If steps and mechanisms had been put into place to detect embedded secrets to scan developers’ code within the IDE, during pull or merge requests, or in nightly scans—the leaks would likely have been caught. Doing this earlier in DevOps workflows helps to ensure that secrets are not pushed downstream and helps to reduce the cost and delays associated with remediation.

Types of hard-coded secrets
Understanding the three types of hard-coded secret can help developers increase awareness of the need to weed them out.

    1. Exposed passwords
      Explicit password strings within source code in variable assignments, string comparisons, or for any type of manipulation in code will cause them to leak in the final executable or app. Passwords in infrastructure-as-code configuration files, scripts, and other locations are also security risks because the underlying storage can potentially be accessed by a determined attacker, through vulnerabilities in open source components, unsecured source code, or other methods.
    2. SSH keys
      SSH keys are widely used to authenticate users to systems (and systems to users) via public key cryptography. The broader SSH protocol has strong encryption to protect traffic and is commonly used on the internet for system access and file transfer. Leaking admin SSH keys could mean allowing an attacker full access to that system.
    3. Access tokens
      These are often used in API, HTTP, and RPC calls on the internet to authorize access to a service on behalf of a user. The token contains credentials and other pertinent information (e.g., the resources being accessed) and as such, is a secret. On the server side, if a resource or service for a user is allowed for a given token and that particular token is presented in a request, the call will succeed.

Looking for secrets

Secrets are typically introduced by individuals writing source code or configuration files, but there are many stages in the software development life cycle where they can be inadvertently added as well. For example, during a deployment build or while deploying to a staging environment for final test, an automation script may inadvertently copy a set of files that contains secrets. It is important to account for these late-stage scenarios before final deployment into production.

When, or in what context, is it optimal to detect embedded secrets? It is best to minimize the risk of pushing secrets downstream. As such, detecting secrets while working inside the IDE can both minimize the risk of publishing secrets as well as reduce the remediation effort. Late-stage detection creates more work for everyone.

Minimizing false positives

Source code often contains many hard-coded values that are used during testing but they do not make their way into the shipped product. Because such test code is not included in the shipped product, issues reported in these sections of the codebase are generally considered false positives.
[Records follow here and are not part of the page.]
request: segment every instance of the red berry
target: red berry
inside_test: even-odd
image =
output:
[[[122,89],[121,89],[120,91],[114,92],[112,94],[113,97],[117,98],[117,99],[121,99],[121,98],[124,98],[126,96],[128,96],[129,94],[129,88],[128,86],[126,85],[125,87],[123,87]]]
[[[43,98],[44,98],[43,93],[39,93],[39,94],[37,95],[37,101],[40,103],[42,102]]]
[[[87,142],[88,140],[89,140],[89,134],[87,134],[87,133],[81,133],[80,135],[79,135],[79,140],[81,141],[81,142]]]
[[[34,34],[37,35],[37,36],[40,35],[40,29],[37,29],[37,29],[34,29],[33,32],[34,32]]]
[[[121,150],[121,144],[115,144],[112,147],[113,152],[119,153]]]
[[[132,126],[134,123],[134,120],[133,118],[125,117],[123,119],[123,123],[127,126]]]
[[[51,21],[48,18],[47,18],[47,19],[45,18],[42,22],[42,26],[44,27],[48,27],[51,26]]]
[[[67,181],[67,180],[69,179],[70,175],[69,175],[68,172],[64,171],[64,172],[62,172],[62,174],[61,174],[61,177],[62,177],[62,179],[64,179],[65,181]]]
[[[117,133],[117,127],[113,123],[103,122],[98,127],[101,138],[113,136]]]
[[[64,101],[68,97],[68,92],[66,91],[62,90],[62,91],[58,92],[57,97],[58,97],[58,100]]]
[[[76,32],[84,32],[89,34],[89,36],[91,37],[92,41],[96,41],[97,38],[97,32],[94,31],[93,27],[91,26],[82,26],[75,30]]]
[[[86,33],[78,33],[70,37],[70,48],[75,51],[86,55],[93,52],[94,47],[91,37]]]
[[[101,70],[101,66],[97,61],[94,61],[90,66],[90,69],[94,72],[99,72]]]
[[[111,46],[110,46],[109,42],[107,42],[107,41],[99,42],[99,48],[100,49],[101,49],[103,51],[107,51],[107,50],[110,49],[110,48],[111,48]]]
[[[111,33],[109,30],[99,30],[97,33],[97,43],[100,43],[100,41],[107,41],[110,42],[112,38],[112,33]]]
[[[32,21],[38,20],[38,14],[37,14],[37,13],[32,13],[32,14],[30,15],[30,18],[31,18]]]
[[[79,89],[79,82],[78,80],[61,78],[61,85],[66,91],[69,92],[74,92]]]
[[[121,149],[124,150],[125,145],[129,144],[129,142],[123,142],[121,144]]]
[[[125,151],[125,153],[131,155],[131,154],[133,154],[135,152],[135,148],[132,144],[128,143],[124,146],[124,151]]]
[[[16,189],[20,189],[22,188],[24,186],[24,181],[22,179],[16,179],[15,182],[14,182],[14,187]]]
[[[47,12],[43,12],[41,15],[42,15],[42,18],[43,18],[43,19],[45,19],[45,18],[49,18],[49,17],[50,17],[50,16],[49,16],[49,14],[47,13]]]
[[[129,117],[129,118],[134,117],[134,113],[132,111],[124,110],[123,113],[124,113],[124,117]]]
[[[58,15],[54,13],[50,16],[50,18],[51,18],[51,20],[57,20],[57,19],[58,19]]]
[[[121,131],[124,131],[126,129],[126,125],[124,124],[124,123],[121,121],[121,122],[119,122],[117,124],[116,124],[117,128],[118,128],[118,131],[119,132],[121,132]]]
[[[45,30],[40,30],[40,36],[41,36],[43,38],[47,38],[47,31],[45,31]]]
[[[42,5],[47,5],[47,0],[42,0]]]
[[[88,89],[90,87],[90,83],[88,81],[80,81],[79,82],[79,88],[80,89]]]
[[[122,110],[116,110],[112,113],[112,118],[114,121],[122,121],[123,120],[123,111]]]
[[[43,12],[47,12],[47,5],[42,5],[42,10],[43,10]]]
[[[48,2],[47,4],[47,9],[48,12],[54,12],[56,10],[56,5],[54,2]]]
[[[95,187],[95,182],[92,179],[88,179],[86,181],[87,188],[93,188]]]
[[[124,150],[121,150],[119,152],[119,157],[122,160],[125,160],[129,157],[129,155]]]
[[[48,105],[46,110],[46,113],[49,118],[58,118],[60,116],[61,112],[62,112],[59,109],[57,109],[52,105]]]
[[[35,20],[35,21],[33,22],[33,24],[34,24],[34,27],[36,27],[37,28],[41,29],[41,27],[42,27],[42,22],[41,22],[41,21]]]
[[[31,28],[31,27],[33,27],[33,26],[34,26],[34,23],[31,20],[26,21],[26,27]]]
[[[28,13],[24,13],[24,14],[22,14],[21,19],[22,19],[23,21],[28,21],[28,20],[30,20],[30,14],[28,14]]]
It is important to define the context in which the presence of a secret within source code may not manifest a risk in production. For example, security, DevOps, and engineering teams can configure Rapid Scan Static to explicitly include or exclude specific files or directories for scanning.

To increase accuracy, Rapid Scan Static does not rely only on regex pattern matching to detect hard-coded secrets. Certain secrets require semantic understanding of variables, values, and other context in source language and configuration files in order that they are detected without false exclusion from analysis.

One way to avoid false positives is to eliminate the up-front work of specifying any regex pattern or configuration. This simplifies secrets detection and eliminates potential points of failure due to misconfiguration or deviation from established patterns. Conversely, regex-only solutions can be noisy when pattern matching is the only technique.